Oak takes an oatcake and begins tearing it apart. “I saw Wren once or twice over the years, although I wasn’t sure what she thought of me. And then, this time . . .”

He sees the change in Jude’s face, the slight tightening of the muscles of her shoulders. But she’s still listening.

“I betrayed her,” Oak says. “And I don’t know if she’ll forgive me.”

“Well, she’s wearing your ring on her finger,” Jude says.

Oak takes one of the shredded pieces of oatcake and puts it into his mouth, tasting the lie he can’t tell.

His sister sighs. “And she came here. That has to be worth something.”
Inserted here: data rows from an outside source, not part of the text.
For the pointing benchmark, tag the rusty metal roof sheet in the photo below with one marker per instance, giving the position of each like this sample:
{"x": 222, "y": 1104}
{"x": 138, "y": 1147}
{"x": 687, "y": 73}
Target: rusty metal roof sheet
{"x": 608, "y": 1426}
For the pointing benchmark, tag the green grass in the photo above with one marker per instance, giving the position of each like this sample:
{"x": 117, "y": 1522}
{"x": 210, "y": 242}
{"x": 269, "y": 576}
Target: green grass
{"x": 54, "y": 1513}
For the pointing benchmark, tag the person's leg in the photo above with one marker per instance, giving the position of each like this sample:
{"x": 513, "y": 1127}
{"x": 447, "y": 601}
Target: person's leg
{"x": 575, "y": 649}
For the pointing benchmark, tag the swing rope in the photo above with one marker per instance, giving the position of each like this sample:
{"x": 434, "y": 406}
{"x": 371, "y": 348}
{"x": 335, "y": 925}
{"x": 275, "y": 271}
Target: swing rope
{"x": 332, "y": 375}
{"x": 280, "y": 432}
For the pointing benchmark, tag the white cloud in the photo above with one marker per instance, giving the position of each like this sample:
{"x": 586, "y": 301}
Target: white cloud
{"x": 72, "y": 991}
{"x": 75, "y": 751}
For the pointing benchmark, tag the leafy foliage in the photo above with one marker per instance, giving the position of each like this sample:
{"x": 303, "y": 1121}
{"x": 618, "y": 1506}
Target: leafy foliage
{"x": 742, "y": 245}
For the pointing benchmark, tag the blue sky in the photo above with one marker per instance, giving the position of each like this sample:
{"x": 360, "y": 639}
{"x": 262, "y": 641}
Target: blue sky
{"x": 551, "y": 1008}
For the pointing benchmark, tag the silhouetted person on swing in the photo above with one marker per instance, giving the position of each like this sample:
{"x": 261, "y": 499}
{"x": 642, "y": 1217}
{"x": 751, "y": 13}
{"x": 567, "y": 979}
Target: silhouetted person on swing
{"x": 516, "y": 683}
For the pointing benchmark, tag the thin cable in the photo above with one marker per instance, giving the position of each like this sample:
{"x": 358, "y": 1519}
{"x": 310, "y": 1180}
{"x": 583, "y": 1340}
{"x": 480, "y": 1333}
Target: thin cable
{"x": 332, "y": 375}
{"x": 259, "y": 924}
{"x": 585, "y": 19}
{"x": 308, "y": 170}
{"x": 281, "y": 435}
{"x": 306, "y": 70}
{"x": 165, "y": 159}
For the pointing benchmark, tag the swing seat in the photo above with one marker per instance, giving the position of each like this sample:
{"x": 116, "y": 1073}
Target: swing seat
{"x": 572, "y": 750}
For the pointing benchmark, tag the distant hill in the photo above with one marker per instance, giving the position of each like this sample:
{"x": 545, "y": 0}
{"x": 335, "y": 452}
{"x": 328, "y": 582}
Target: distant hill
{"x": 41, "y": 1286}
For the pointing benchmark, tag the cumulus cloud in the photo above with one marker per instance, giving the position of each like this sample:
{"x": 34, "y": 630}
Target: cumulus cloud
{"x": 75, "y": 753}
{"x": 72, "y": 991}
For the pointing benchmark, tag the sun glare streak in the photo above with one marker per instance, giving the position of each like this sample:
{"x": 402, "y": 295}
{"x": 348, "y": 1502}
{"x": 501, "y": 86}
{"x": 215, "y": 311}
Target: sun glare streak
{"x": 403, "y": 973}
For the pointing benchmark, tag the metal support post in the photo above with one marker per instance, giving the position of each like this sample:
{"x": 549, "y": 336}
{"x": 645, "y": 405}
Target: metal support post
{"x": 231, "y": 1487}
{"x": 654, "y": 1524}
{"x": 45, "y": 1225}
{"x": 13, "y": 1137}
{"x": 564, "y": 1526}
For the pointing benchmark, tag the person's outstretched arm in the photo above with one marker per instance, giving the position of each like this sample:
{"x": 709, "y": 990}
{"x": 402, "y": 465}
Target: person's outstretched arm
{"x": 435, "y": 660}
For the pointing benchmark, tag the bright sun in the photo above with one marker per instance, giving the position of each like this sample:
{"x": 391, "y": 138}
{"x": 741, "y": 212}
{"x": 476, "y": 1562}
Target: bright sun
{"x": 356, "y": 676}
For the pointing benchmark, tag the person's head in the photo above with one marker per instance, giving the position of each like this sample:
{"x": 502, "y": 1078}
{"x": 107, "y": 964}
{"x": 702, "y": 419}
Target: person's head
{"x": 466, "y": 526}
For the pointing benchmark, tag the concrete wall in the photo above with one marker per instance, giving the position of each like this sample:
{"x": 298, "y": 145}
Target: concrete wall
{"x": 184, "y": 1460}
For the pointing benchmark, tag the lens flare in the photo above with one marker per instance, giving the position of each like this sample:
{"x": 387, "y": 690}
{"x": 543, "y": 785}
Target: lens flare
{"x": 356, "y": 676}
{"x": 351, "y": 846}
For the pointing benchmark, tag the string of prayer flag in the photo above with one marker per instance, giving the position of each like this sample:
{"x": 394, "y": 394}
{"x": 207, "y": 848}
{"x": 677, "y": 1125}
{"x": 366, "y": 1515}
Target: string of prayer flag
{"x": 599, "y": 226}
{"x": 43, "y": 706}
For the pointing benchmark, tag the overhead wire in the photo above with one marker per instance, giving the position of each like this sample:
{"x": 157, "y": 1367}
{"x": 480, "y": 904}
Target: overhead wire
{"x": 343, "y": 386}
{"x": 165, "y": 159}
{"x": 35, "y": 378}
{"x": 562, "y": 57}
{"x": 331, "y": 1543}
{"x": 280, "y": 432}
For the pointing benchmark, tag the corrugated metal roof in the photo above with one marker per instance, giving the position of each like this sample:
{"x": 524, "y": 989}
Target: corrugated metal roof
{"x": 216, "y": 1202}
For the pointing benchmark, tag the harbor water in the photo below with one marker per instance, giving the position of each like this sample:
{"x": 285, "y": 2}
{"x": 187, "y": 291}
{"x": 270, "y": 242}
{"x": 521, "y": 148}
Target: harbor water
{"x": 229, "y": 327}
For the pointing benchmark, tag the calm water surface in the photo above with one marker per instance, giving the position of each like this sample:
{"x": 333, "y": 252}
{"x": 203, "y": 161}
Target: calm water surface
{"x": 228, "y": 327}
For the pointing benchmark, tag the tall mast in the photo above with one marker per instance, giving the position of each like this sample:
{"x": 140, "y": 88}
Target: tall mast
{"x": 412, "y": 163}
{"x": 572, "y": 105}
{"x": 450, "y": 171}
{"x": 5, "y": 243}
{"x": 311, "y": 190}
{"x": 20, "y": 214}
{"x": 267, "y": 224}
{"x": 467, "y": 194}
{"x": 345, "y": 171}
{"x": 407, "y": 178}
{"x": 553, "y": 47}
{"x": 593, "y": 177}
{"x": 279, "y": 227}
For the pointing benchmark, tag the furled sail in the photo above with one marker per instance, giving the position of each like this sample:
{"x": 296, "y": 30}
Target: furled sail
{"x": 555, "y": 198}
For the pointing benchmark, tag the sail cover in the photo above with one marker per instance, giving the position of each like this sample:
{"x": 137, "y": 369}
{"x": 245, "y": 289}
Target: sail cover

And she held me prisoner. But he isn’t sure that Jude will be at all moved by that as proof of Wren’s caring about him.

“So do you really intend to go through with this marriage? Is this real?”

“Yes,” Oak says, because none of his concerns are about his own willingness.

Jude doesn’t look happy. “Dad explained that she has a unique power.”

Oak nods. “She can unmake things. Magic, mostly, but not exclusively.”

“People?” Jude asks, although if Cardan can congratulate Wren on the death of Lady Nore, he clearly knows the answer, which means she knows, too.

Still, his sister wants to hear it from him. Maybe she just wants to make him admit it. He nods.

Jude raises a brow. “And that means what exactly?”

“Scattering our guts across the snow. Or whatever landscape she has to hand.”

“Lovely,” she says. “And are you going to tell me she’s our ally? That we’re safe from that power?”

He licks dry lips. No, he cannot say that. Nor does he want to confess that he’s worried Wren will take herself apart without meaning to.

Jude sighs again. “I am going to choose to trust you, brother mine. For now. Don’t make me regret it.”